Cassandra hot partition: when one key saturates a replica set
One or two nodes run hot while the rest of the cluster idles. Client P99 latency doubles or triples, but the average looks fine. Timeouts cluster on a subset of hosts, and nodetool status shows uneven load that does not match token ring expectations. When you trace requests, a single partition key consumes a disproportionate share of reads or writes. This is a hot partition: the partitioner mapped one key to a narrow token range, and the replicas owning that range are saturated.
Cassandra distributes data by partition key hash, not by load. When a viral entity, a coarse time-series bucket, or a poorly sharded status flag becomes popular, all traffic for that logical record lands on the same physical nodes. The affected replicas face elevated CPU, I/O, and GC pressure. If speculative retry is configured, the coordinator fans out requests to additional replicas when the primary ones stall, spreading saturation instead of isolating it. The rest of the ring stays healthy, so cluster-aggregated dashboards often miss hot partitions until clients time out.
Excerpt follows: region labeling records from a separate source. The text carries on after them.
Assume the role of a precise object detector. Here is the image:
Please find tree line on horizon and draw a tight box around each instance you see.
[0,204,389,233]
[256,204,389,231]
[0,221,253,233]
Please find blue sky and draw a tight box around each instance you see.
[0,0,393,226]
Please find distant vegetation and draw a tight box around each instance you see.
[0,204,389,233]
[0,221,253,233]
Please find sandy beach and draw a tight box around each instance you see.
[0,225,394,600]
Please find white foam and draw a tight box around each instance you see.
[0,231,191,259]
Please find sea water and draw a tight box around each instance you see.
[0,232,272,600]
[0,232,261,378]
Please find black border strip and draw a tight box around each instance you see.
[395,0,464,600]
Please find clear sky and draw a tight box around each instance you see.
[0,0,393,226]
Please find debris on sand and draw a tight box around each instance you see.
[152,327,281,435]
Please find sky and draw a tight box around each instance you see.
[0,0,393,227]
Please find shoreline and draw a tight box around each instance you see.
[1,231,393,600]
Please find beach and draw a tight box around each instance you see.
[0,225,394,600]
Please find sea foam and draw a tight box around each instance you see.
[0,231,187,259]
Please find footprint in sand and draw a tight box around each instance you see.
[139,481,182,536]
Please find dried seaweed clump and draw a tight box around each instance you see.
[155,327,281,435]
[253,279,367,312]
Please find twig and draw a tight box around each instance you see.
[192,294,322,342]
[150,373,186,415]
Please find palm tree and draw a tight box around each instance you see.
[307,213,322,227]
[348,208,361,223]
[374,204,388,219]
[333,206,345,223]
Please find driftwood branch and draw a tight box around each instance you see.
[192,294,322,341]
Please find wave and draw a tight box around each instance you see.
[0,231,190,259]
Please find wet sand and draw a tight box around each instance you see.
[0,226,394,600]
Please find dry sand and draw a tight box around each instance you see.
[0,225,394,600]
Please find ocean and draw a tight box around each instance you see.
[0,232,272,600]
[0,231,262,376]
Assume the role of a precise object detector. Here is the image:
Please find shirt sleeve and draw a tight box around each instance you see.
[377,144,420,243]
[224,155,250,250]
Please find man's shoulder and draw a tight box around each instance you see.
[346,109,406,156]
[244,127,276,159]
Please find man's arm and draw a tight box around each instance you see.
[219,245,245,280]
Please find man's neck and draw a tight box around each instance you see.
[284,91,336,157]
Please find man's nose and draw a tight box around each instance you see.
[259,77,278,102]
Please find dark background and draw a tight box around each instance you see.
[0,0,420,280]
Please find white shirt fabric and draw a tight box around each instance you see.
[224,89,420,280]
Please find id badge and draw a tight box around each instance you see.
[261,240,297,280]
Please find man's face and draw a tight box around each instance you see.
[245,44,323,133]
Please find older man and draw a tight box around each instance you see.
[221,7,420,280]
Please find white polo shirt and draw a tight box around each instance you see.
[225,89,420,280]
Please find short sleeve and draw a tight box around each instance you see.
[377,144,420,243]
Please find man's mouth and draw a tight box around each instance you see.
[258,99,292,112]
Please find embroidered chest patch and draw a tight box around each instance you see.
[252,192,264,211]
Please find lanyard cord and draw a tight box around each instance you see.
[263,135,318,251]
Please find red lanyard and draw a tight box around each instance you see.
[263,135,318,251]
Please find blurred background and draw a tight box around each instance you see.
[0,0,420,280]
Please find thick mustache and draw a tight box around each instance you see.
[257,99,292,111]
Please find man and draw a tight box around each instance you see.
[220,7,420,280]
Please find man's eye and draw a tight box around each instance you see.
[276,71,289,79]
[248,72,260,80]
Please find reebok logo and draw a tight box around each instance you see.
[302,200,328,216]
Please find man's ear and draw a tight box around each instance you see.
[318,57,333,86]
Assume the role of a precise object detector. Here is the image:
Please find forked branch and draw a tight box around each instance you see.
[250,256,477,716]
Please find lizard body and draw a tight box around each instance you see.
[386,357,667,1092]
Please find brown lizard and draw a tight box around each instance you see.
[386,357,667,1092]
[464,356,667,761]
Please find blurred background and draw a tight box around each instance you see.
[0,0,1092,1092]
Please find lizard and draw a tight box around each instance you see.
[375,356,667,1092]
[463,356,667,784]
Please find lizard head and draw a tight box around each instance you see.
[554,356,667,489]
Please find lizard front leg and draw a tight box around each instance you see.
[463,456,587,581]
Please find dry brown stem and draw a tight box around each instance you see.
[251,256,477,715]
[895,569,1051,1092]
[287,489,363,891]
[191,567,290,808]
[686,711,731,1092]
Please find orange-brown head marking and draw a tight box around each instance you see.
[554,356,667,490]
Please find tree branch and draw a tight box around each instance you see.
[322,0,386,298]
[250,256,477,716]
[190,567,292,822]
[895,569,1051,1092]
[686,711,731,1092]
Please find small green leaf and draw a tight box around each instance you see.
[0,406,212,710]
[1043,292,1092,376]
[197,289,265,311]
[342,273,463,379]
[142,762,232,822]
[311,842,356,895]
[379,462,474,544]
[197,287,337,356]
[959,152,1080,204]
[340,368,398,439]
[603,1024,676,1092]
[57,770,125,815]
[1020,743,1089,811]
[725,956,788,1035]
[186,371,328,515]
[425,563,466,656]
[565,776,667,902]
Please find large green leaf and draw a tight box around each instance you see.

The damage is not always partition size. A hot partition can be small but heavily trafficked, or both large and hot. Either way, the replica set serving it becomes the bottleneck for the request path. This guide shows how to confirm the pattern, find the key, and stop the cascade.
What this means
A hot partition is an access-pattern skew problem masked as a performance problem. The coordinator sends requests to the replicas that own the partition’s token, so a single hot key creates a concentrated blast radius on those nodes. Even at consistency level ONE, the coordinator must contact a replica for that token. If that replica is saturated, local read latency rises from queueing, context switching, and GC. Coordinator latency rises because it waits for the slowest required replica.
If the table uses speculative retry, the coordinator fires parallel requests to additional replicas when the first response breaches a latency threshold. This improves perceived tail latency under normal conditions, but under hot-partition saturation it turns a single-replica bottleneck into a multi-replica CPU and I/O storm. The result is a latency tail that degrades the client experience even though most partitions in the table are fast.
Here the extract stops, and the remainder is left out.